On the day I got the job I'm going to tell you about, I had actually gotten a temporary job at a nursing home for roughly $9/hr (less than I made in high school...). Like I said, everything is on the table.
They even made me take finger prints (so there goes my chance to start a crime syndicate).
When I walked out of the nursing home with my paper work for a Tiberculosis test in hand, I was at peace with doing this work for a couple months.
But I wanted to make one more effort at something loftier, something that hadn't even crossed my mind until earlier in the day.

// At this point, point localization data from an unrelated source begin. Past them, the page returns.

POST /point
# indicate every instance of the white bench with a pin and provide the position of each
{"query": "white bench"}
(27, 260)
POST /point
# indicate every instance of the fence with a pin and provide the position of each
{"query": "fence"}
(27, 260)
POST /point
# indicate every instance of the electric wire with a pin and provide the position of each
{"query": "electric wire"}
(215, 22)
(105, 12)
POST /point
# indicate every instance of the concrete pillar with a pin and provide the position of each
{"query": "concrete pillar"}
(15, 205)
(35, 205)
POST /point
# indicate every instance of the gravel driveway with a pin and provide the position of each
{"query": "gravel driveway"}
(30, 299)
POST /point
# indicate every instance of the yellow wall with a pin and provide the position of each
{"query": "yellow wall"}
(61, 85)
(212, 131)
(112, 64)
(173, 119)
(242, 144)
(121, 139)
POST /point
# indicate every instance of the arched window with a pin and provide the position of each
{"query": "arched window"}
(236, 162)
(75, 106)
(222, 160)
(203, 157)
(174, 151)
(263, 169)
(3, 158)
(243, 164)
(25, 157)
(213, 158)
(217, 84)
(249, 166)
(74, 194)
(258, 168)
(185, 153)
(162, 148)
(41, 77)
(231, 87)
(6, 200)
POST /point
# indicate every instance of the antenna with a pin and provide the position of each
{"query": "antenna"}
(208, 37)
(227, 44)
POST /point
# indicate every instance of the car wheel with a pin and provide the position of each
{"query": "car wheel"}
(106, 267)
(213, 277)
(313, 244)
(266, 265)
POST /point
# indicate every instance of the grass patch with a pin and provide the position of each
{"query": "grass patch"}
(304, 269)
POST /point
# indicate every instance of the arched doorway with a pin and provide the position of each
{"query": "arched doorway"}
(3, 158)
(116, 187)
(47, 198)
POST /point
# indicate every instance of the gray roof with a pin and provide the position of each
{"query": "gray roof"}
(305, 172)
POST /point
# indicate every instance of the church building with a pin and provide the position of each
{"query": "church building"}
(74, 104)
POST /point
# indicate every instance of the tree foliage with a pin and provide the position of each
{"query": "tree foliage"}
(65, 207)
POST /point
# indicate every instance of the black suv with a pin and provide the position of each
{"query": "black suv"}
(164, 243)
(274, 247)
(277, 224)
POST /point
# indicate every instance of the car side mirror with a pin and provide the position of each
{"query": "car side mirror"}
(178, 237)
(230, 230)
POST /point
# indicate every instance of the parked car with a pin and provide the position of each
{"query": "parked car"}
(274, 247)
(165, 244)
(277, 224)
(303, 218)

Title-ing the van was a complicated process. New Hampshire was involved. I'll write about it someday.
But on the particular day I've been covering, I was on the phone with the guy that sold me my van, on the topic of the title. At one point he said, "You should sell cars."
Long conversation short, I took his advice (BIG shout out to Chad, Buckeye Ford, London, Ohio).
Where I live there's an auto-mile (or two) with most automakers represented. On the opposite side of town from my home, at the very end of the auto mile, sits a Mercedes Benz dealership (next to Porsche and Aston Martin dealers).
I went home to look the part, and before I left home I took the picture above. My plan was to ask to see the general manager, ask a couple open ended questions, and take it from there. Essentially I went in to ask for a job the old fashion way and left the computer applications be. And it worked.
Tomorrow is orientation. My first day of work since April Fool's Day.
Now why Mercedes? They are the highest end car dealer that sells vans, vans like mine. And it may very well play an important role in my work at Mercedes.
So Wait, Where Am I Going to Live?
Welp, Cleveland man.
This time last year (honestly even last month) I'd say there was a 0% chance I'd live in Cleveland in 2017. At this moment I'd say there's almost a 100% chance I live in Cleveland for all of 2017.
The compensation at Mercedes (which I will be more than happy to share once I get a grasp of the situation) puts me in a stronger position to build my business than previously planned. Cash is oxygen for a small business, and as far as my mountain is concerned, my small business is the route to the top at the moment.
So here I am. Back to where it all started, just to start something new.
And I'll add a little extra easter egg to this story. The tattoo on my right bicep is the year 1804, the year my alma mater was founded (Ohio University), the year Lewis and Clark started off across on their journey to the Pacific Ocean (something I use to symbolically remember my bicycle trip across the U.S.). I got the tattoo during my senior year at Ohio.
That number is the reverse of my child hood address, 4081. In some serendipitous way, reversing my direction in life after college, has brought me right back through the epicenter of my existence. Poetic, really.
The van remains essential, and its purpose has not changed. But how and when Proud Mary will first hit the road remains to be seen.